In 1859 ging hij naar Enkhuizen en hij promoveerde in 1861 tot doctor in de theologie op een proefschrift: Disquisitio historico-theologica de pugna Voetium inter et Cartesium, dat kort daarop in den handel gebracht werd onder den titel: Schoolgezag en eigen onderzoek. Zijn eerste gemeente was Barchem.
Na drie-jarig verblijf aldaar ging hij naar Geervliet. In 1867 werd een beroep op hem uitgebracht door Harlingen.

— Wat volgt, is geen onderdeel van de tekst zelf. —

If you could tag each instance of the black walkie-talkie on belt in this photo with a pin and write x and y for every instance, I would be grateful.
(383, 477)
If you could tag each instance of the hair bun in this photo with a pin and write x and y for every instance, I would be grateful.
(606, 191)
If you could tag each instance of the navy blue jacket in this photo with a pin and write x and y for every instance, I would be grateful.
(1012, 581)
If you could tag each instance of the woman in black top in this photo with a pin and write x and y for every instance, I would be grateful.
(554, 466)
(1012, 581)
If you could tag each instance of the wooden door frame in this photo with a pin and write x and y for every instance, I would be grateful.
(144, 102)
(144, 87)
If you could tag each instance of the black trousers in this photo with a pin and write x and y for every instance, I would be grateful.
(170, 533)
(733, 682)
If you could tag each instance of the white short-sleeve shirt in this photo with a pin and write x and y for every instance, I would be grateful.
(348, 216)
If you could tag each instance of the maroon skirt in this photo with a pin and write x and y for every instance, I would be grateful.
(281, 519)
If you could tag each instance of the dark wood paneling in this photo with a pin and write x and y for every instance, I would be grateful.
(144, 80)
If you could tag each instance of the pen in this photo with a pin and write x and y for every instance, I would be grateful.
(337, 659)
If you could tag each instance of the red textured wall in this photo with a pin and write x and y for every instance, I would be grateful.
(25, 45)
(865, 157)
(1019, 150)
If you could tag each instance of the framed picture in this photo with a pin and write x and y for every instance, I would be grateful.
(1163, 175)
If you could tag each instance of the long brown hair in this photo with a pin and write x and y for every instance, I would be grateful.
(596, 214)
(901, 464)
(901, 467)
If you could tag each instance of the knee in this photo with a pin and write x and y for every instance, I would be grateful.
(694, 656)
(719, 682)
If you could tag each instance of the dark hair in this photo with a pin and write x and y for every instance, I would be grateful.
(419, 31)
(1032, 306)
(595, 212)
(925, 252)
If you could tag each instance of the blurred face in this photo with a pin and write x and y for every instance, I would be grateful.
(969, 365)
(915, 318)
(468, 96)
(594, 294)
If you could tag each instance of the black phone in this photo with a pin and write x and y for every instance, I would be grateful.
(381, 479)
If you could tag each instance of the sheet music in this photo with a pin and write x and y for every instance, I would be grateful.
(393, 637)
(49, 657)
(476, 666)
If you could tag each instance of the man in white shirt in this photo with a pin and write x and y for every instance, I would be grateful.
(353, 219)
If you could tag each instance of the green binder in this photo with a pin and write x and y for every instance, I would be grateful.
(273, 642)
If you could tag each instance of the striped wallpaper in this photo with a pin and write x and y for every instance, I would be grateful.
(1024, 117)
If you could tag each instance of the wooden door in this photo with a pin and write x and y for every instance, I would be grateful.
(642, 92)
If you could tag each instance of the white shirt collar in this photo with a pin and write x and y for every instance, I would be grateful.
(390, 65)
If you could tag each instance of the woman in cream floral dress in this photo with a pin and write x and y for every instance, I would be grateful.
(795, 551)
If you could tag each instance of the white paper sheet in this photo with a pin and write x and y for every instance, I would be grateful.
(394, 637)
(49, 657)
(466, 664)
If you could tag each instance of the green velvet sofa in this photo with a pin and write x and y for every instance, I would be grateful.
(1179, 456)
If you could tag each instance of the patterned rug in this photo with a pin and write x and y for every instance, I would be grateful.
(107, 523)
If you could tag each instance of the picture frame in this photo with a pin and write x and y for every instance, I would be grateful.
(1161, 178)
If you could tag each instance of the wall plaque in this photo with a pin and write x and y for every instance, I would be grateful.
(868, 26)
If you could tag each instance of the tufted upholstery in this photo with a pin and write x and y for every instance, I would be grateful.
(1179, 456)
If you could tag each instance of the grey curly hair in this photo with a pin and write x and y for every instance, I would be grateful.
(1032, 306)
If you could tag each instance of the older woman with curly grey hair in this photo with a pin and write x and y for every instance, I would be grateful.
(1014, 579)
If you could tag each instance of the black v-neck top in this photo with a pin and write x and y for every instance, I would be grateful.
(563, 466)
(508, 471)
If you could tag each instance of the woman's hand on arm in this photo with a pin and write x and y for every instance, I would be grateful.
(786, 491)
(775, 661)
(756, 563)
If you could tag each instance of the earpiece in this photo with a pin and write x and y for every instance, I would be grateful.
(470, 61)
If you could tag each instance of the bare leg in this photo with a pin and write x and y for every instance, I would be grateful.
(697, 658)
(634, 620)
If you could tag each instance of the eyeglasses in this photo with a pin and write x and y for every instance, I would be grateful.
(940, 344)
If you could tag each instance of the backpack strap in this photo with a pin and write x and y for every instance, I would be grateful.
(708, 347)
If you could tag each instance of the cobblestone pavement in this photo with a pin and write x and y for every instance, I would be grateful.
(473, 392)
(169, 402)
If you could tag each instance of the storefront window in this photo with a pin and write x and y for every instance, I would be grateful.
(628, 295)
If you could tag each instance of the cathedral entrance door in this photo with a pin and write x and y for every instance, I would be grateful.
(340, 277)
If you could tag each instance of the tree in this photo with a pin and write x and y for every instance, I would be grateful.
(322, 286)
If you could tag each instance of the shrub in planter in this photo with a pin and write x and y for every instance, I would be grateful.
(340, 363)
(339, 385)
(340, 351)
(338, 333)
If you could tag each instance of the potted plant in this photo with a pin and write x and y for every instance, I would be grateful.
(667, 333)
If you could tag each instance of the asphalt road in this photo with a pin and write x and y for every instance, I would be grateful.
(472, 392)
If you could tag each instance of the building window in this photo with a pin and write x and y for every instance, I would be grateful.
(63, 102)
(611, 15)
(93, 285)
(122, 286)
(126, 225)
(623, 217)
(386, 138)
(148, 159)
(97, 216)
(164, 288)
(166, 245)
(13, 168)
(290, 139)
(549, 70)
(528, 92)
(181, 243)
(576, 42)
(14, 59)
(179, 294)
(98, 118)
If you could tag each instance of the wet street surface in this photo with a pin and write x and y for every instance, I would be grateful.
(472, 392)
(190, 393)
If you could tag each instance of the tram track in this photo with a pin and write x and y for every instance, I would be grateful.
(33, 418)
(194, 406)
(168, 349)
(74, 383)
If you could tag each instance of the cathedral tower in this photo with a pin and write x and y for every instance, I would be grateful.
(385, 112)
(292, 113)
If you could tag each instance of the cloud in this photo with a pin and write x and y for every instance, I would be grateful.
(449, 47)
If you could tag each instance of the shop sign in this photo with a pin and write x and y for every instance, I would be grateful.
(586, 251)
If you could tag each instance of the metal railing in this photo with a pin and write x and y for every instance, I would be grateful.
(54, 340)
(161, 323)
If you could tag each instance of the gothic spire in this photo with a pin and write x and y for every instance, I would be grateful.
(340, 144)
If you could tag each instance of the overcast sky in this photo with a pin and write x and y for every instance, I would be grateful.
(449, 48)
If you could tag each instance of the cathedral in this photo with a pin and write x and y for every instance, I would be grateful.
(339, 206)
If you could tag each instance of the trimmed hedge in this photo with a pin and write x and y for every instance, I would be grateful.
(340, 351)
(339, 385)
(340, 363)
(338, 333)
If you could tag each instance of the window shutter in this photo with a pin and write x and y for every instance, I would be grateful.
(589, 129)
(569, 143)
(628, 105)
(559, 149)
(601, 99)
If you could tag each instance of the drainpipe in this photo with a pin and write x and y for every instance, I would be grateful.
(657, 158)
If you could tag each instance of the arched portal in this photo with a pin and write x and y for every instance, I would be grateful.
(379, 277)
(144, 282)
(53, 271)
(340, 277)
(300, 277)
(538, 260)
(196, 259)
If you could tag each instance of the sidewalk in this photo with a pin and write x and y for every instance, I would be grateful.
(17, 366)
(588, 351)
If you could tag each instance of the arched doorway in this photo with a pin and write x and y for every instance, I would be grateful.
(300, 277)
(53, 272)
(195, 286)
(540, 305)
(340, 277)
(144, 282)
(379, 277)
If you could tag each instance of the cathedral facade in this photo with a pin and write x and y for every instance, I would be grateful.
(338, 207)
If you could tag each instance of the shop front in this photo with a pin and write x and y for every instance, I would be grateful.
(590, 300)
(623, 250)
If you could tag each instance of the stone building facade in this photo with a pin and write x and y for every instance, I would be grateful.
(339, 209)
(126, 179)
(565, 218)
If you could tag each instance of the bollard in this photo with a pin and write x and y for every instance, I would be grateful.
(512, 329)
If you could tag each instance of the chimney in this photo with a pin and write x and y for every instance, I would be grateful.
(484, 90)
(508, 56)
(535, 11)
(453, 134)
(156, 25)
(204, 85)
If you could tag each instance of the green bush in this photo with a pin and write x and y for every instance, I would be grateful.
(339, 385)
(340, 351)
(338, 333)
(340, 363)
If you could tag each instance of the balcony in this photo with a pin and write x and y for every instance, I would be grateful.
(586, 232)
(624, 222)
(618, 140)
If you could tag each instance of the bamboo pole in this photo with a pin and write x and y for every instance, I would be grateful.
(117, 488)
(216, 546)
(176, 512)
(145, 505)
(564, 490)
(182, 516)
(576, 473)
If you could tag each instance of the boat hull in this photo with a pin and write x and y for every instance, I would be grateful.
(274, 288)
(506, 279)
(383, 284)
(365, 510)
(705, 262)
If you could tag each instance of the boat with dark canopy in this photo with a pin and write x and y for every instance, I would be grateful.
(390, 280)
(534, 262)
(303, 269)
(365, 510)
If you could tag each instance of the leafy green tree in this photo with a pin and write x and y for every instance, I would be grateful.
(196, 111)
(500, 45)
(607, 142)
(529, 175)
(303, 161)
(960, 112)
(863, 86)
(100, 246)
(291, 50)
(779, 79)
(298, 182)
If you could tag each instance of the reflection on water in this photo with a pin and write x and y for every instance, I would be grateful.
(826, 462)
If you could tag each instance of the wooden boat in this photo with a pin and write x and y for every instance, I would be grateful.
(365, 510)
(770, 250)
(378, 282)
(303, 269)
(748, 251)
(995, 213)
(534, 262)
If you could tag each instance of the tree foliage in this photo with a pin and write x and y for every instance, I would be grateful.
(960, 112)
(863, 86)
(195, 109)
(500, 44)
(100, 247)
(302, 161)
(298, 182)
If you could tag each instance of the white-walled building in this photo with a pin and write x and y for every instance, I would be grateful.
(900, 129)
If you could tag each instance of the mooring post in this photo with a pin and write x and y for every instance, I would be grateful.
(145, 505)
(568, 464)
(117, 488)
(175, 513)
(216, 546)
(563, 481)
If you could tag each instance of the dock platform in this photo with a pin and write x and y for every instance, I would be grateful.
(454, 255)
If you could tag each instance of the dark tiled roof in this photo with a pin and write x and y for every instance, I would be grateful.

Dat beroep werd na een lange kerkelijke procedure door de Synodale Commissie onwettig verklaard. Hij legde zijn ambt in de gemeente van Geervliet neer en vestigde zich met zijn gezin in Renkum.
Daar studeerde hij ijverig. Hij gaf daar met Dr.
W.
C. van Manen de Oud Christelijke Letterkunde uit.
In 1871 werd hij beroepen te Franeker, waar hij tot 1882 arbeidde. Toen werd hij emeritus en ging zich metterwoon vestigen te Haarlem.
Duker was om zijn geleerdheid een zeer gezien man. Eens heeft hij op de voordracht gestaan voor hoogleeraar na den dood van Acquoy.
Reeds vroeger had hij (1878) op een voordracht gestaan voor kerkelijk hoogleeraar te Leiden.Duiker gaf aan het gymnasium te Haarlem (sinds 1882) en in Den Haag (sinds 1887) les in het Hebreeuwsch. Hij was daarenboven lid van vele wetenschappelijke genootschappen.
Zeer bekend is Duiker geworden door zijn standaardwerk over Gisbertus Voetius, een werk, dat getuigt van zeer grondige bronnenstudie en dat als biografie in elk opzicht een exempel mag genoemd worden.
Duiker was de moderne richting toegedaan. Hij stierf in 1915 aan een beroerte.